This paper is a comparison of Madonna’s of the Meadow and Venus of Urbino. Raffaello Sanzio painted Raphael Madonna of the Meadow, back in 1505. This period is well known as the Renaissance of the Italian. The painting was from oil on a panel and had stood 3 feet 8.5 in X 2 feet 10.25 in. It is currently in the Museum of Kunsthistorisches in Vienna, Italy. Madonna of the Meadow is made of a classical nature that is very common of the period of time. A good demonstration of this would be the real nude characters that have been used in the art. The medium used oil was also used very widely by Italians at this period of time. It made the painter to come up with very realistic shades also the colors. The landscape and figures in the painting also appeared very fluid and extremely real due to good use of the oil paint.

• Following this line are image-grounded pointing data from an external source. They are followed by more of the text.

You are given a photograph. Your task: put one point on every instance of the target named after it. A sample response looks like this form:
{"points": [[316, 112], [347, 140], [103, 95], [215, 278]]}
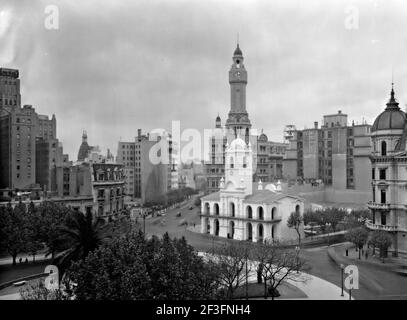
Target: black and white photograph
{"points": [[232, 153]]}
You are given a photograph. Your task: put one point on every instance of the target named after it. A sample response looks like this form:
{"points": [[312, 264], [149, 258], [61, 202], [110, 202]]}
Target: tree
{"points": [[132, 267], [230, 260], [197, 202], [36, 290], [311, 217], [295, 221], [357, 218], [358, 236], [34, 226], [80, 235], [381, 240], [14, 230], [277, 265], [334, 216], [52, 216]]}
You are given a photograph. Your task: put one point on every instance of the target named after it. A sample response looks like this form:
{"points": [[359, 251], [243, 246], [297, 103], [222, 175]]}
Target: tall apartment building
{"points": [[268, 155], [20, 127], [337, 153], [389, 175], [92, 186], [144, 179], [48, 156], [126, 155]]}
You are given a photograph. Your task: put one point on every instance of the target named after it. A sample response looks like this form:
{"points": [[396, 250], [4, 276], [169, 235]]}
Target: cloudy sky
{"points": [[115, 66]]}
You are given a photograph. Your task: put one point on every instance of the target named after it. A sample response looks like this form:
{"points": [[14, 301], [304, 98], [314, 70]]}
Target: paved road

The iconography of the make lies in history of the famous characters. The three figures originate from the Bible; nevertheless, the artist took some liberties. The picture involves the Virgin Mary, baby Jesus and his cousin John the Baptist. The picture foretells the death of Jesus on the cross. This point has been displayed in the action of painting where John the Baptist is handing Christ a small cross and Mary is gazing upon it figuring out what was to come. There is a certain feeling of association between the three, by the way, which they are staring at each other and still the cross. Although I found no documentation on this, I felt that there was also a symbol of trinity in the three flowers that are at the left-hand side of Mary. The flowers are extremely prevalent and are linked to the figures by having the same color that is found in the Virgin’s shirt. Through speculation, the water that is in the background is a symbol of the baptism of Jesus by John the Baptist. The fact that the Virgin Mary is barefooted indicates that she is walking on a holy ground. This painting is in the midst of a series that has been named Madonna of the Lands since the countryside of Florentine in the background is believed to be under the protection of the Child, the Virgin, and the infant Baptist.
In contrast, the Venus of Urbino is a painting done on 1538 oil by the Italian master Titian. It represents an image of a nude young woman who has been identified with the goddess, Venus. It reclines on a bed or couch in surroundings that are sumptuous of a Renaissance palace. It hangs in Florence in the Galleria degli Uffizi. The pose of the figure has been based on Giorgione’s Sleeping Venus, that Titian completed. In this representation, Titian has restricted Venus by moving her to indoor setting, appealing her with the viewer, and making her to be sensuality explicit. Devoid as it is of any allegorical or classical trappings, Venus does not display any attributes of the goddess that she is supposed to represent, still the painting is apologetically erotic.
The Venus’s frankness of expression is normally noted; she looks straight at the viewer, not concerned of whether she was nude. Towards her right hand, she is holding a roses’ posy whilst while her left is covering her groin that is provocatively kept in the composition centre. The next background is a dog, which is a symbol of either sexual profligacy; that the dog is asleep hints that the person portrayed is unfaithful.
In the year 1880 travelogue, Mark Twain, A Tramp Abroad called the Venus of Urbino ” the vilest, the foulest, the obscenest painting the world possesses”. He went on proposing that “it had been painted for a bagnio, and it might have been refused because of being a trifle too strong”.